Statement-1: Let f(x) and g(x) be two real functions connected by the relation
`g(x)=f(x)-2 (f(x))^2+4(f(x))^3`
Then f(x) and g(x) increase or decrease together .
Statement-2: if `b^2 -4ac lt 0 and a gt 0 then ax^2 + bx +c gt 0 "for all statement -2 " x in R`

To solve the given problem, we need to analyze both statements and determine their validity step by step. ### Step 1: Analyzing Statement 1 We have the relation: \[ g(x) = f(x) - 2(f(x))^2 + 4(f(x))^3 \] To understand how \( f(x) \) and \( g(x) \) behave, we can rewrite \( g(x) \): \[ g(x) = f(x) \left( 1 - 2f(x) + 4(f(x))^2 \right) \] Let \( y = f(x) \). Then we can express \( g(x) \) in terms of \( y \): \[ g(y) = y \left( 1 - 2y + 4y^2 \right) \] ### Step 2: Finding the Critical Points Next, we need to analyze the quadratic expression: \[ h(y) = 4y^2 - 2y + 1 \] To find the critical points, we can calculate the discriminant \( D \): \[ D = b^2 - 4ac = (-2)^2 - 4 \cdot 4 \cdot 1 = 4 - 16 = -12 \] Since \( D < 0 \), the quadratic \( h(y) \) has no real roots and opens upwards (since the coefficient of \( y^2 \) is positive). Therefore, \( h(y) > 0 \) for all \( y \in \mathbb{R} \). ### Step 3: Conclusion for Statement 1 Since \( h(y) > 0 \) for all \( y \), it implies that \( g(y) \) retains the same sign as \( f(y) \). Thus, if \( f(x) \) is increasing, \( g(x) \) is also increasing, and if \( f(x) \) is decreasing, \( g(x) \) is also decreasing.
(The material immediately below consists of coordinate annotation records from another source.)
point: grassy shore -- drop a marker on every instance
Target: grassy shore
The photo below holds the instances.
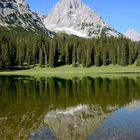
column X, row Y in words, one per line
column 68, row 70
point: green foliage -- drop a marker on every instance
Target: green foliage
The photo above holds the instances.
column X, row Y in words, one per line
column 66, row 50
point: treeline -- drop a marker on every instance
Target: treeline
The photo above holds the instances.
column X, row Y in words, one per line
column 66, row 50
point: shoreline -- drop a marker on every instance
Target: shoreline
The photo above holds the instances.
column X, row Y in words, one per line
column 69, row 71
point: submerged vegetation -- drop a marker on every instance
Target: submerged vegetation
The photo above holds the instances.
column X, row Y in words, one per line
column 66, row 50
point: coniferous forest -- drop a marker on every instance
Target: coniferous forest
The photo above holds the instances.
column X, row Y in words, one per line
column 61, row 50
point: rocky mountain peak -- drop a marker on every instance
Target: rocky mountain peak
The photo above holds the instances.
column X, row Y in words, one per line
column 22, row 5
column 76, row 18
column 16, row 13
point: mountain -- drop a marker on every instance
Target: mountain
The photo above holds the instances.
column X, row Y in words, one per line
column 76, row 18
column 16, row 14
column 132, row 34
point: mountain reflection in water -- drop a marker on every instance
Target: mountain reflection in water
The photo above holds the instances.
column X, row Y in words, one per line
column 77, row 108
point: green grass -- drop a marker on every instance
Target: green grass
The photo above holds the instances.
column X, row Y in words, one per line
column 69, row 71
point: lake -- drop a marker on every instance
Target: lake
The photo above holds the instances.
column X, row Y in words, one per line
column 85, row 108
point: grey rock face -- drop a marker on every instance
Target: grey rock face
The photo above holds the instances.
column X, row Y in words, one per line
column 74, row 17
column 15, row 13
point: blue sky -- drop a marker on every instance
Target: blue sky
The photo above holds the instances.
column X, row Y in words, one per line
column 120, row 14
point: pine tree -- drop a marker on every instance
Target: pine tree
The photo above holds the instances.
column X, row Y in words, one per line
column 74, row 56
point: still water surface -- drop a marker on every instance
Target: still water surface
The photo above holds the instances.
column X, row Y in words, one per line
column 77, row 109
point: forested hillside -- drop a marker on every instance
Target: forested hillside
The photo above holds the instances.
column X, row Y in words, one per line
column 61, row 50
Therefore, Statement 1 is true. ### Step 4: Analyzing Statement 2 Statement 2 states: If \( b^2 - 4ac < 0 \) and \( a > 0 \), then \( ax^2 + bx + c > 0 \) for all \( x \in \mathbb{R} \). This is a standard result in quadratic functions. The condition \( b^2 - 4ac < 0 \) indicates that the quadratic does not intersect the x-axis (i.e., it has no real roots), and since \( a > 0 \), the parabola opens upwards. Therefore, the quadratic is always positive for all \( x \in \mathbb{R} \). ### Step 5: Conclusion for Statement 2 Since both conditions of Statement 2 are satisfied, Statement 2 is also true. ### Final Conclusion Both statements are true. Therefore, the answer is that both statements are correct.